Saturday, July 23, 2011

Hard Wall, Hard Head

I suppose it's been a while, as in decades, since I've stopped to actually think about the fact that if I move head first towards a wall, my head and the wall will at some point collide, movement will be halted and it may very well hurt. At my wise old age of 37 (it's true, it's true) that reality is pretty ingrained and thus I make it a habit not to walk or crawl head first into walls. That's not to say that I don't bang my head frequently on other things like cabinet doors, because I do, but not purposefully! However, my cute little 1 yr old has no such wisdom yet and is, in fact, discovering the many things his body can do. He's developing his spacial awareness, aka crawling head first into walls and closing doors on his fingers. He will literally crawl right into the wall, almost as if to say, "I've learned the wall is coming, but where is it?

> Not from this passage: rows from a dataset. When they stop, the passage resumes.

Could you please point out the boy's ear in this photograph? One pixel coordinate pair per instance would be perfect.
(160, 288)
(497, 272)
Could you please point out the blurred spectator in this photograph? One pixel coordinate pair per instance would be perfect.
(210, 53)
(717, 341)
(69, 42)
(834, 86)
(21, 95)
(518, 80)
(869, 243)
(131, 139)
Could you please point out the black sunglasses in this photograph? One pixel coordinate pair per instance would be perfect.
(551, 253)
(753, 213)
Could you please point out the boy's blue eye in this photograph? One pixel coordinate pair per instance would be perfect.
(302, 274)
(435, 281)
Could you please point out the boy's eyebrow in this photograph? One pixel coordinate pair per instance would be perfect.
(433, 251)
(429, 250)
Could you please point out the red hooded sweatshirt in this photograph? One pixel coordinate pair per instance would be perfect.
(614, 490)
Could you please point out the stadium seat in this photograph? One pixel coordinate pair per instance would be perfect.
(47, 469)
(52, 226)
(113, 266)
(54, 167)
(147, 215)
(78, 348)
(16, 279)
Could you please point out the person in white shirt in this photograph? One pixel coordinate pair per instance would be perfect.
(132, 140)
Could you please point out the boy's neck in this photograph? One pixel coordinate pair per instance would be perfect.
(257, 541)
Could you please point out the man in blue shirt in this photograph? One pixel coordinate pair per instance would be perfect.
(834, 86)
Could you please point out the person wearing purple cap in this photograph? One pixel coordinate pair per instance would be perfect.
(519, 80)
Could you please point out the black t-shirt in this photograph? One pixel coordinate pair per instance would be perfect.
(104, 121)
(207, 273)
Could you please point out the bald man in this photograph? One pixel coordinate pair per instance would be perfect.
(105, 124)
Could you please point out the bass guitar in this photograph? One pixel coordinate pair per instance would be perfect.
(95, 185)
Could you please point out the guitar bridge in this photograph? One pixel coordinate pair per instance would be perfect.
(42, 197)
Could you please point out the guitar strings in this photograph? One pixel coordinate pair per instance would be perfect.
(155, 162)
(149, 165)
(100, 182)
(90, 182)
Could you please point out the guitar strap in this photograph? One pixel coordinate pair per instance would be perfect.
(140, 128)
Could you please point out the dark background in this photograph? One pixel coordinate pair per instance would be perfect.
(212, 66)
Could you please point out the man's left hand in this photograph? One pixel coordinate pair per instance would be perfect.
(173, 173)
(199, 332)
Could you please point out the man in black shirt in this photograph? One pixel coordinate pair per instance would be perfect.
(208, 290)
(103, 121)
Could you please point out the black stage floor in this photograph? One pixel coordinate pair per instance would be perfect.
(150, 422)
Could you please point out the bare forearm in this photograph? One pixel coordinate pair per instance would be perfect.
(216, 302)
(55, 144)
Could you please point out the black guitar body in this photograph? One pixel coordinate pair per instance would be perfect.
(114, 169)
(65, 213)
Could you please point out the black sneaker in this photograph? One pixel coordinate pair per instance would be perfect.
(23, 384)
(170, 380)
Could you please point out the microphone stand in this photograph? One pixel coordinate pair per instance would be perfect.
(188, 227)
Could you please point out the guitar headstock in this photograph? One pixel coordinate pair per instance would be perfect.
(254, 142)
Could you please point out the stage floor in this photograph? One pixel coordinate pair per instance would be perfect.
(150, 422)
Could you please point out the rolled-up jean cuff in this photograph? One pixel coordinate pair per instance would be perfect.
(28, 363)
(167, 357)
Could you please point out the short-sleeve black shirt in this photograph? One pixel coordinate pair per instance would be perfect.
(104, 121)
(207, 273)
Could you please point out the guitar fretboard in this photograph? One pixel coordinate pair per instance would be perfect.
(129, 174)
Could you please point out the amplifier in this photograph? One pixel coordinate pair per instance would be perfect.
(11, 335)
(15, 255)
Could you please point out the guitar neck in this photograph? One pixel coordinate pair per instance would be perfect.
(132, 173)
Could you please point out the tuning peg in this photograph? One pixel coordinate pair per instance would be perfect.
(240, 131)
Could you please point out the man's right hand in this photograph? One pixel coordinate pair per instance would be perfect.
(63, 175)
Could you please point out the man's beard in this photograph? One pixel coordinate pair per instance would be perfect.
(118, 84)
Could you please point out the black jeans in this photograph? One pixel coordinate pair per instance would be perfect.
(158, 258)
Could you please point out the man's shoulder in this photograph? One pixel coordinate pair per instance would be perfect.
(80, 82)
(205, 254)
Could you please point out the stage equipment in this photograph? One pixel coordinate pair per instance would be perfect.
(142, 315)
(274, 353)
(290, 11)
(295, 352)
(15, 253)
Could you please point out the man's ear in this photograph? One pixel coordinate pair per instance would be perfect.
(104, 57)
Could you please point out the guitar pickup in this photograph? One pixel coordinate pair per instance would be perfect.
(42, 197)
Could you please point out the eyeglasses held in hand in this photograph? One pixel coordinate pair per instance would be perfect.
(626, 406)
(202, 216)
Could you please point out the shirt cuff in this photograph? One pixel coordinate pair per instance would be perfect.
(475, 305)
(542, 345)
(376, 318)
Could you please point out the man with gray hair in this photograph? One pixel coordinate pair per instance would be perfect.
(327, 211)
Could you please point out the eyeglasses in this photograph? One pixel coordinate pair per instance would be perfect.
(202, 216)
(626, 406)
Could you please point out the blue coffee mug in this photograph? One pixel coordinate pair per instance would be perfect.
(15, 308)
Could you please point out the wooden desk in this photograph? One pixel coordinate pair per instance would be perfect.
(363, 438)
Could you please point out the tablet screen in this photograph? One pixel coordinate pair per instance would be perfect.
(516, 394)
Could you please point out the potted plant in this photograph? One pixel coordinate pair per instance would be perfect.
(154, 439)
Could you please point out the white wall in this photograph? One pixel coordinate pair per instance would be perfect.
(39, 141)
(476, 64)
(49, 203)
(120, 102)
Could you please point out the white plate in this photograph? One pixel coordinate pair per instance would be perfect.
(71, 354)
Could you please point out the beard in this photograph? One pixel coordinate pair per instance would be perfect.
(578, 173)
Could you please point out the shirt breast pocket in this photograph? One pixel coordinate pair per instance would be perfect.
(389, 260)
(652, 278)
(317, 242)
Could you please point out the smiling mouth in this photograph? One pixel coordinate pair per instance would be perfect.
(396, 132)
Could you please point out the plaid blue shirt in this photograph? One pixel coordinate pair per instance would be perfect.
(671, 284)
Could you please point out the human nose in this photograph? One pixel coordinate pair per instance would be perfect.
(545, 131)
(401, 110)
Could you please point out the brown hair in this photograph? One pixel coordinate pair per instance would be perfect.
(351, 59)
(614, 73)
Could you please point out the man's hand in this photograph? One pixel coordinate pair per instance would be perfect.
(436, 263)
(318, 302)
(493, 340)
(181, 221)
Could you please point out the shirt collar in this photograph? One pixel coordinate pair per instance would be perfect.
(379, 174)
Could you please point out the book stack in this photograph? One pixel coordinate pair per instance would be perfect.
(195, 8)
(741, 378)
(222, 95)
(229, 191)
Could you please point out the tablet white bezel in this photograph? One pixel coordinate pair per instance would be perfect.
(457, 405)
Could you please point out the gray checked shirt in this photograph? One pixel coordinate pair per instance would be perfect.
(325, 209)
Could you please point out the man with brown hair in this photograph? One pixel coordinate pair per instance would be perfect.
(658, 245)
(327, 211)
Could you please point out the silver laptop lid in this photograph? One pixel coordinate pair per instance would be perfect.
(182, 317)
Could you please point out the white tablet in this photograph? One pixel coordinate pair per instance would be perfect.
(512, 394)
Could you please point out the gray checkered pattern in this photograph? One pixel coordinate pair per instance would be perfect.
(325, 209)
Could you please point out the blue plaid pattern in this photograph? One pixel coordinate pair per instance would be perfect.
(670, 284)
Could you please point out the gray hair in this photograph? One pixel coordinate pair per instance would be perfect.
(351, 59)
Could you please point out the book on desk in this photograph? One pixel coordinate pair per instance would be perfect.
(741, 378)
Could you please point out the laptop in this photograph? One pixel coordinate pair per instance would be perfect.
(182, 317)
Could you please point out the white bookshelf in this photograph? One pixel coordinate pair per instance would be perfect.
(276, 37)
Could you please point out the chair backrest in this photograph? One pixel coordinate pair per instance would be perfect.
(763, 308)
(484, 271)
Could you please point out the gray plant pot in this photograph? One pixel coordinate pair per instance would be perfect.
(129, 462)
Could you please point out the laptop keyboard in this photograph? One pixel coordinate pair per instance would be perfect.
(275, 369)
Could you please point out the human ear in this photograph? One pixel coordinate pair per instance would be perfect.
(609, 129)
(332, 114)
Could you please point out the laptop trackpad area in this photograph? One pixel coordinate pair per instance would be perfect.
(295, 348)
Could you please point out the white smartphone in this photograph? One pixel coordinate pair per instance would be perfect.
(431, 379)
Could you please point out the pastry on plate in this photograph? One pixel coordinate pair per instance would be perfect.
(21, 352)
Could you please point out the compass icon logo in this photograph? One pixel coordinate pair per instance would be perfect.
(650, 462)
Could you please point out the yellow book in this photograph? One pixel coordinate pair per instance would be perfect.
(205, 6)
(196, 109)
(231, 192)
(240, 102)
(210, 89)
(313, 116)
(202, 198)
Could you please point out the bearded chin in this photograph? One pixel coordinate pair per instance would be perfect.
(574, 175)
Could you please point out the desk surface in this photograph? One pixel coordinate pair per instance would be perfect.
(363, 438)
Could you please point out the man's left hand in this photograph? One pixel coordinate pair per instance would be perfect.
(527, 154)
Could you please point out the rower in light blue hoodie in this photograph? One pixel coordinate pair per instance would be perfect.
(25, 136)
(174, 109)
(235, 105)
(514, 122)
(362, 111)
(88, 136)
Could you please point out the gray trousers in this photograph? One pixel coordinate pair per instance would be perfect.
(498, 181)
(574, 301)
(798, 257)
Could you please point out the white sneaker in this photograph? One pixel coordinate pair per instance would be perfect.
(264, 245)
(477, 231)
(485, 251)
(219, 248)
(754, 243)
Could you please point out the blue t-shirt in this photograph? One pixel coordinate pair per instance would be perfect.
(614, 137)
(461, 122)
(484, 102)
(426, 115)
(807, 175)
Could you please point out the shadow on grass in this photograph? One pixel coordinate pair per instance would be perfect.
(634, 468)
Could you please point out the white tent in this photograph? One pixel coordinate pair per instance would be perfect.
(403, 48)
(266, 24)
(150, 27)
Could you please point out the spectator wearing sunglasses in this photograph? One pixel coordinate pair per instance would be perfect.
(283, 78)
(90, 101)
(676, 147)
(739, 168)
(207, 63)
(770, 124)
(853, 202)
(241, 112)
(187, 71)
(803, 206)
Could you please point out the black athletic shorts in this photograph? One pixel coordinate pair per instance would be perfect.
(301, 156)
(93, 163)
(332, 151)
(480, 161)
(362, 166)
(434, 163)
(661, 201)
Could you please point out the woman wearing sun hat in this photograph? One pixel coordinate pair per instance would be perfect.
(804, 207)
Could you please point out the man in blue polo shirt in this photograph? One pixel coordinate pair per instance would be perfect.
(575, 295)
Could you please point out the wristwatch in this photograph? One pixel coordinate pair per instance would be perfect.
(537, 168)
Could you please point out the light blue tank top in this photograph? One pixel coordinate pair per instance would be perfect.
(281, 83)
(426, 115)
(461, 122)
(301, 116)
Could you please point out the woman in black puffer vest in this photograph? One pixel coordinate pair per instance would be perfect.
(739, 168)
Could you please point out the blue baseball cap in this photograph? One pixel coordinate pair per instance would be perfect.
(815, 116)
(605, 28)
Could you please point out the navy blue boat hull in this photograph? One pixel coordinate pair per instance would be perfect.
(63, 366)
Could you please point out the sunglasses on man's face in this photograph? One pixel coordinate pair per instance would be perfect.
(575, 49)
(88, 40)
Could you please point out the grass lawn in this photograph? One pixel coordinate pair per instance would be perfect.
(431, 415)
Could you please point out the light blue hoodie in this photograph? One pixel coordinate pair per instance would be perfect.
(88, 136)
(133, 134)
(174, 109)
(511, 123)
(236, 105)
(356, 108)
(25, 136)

How far until I get to it? Oh, there it is, ouch!" (As evidenced in video below!)


He's discovering the sounds he can make when he bangs his hands (and his head) on different things, like the wall, the window, a bowl, his high chair, my leg, etc... And then he's also learning how to open and close doors, fascinated by his ability to do so, but altogether surprised when he pushes the door so as to wedge his head in between the door and the door frame and then can't figure out how to pull his head out. Both the look of "Mommy, I did it, I opened the door, I'm so proud!" and the look of "oh no, oh no, I got my head stuck. This was fun but now it's nooooooot" are priceless, each in their own ways.

I love love love watching him discover what he can do as I imagine the surprise, the joy, the pride, the frustration, and sometimes even the fear he seems to feel with each new discovery. This last week, he took his first step by himself and then immediately proceeded to crash into my arms, face marked with a giant smile and a belly filled with laughter. Oh and my heart is stretched a little bigger by the soft fists of joy with each of these tender moments. Yes, I may have gained some wisdom over the years, even though I am pretty sure I've lost a good deal of it during these two pregnancies. But I've started to wonder, in gaining wisdom, knowledge, and familiarity, perhaps a little of the joy of discovery is lost. How many 'firsts' do I have now, at my age? Yet, Ben is full of firsts, his life full of newness and discovery. And in watching him, I am reminded to continue discovering and finding new ways to stretch and grow myself. I don't think I'll start crawling into walls, but I am encouraged to try some new things, being ever the learner. Thanks, once again Ben, for a sweet reminder. You truly are my pride and joy...and though you have one hard head, you also have one tender heart!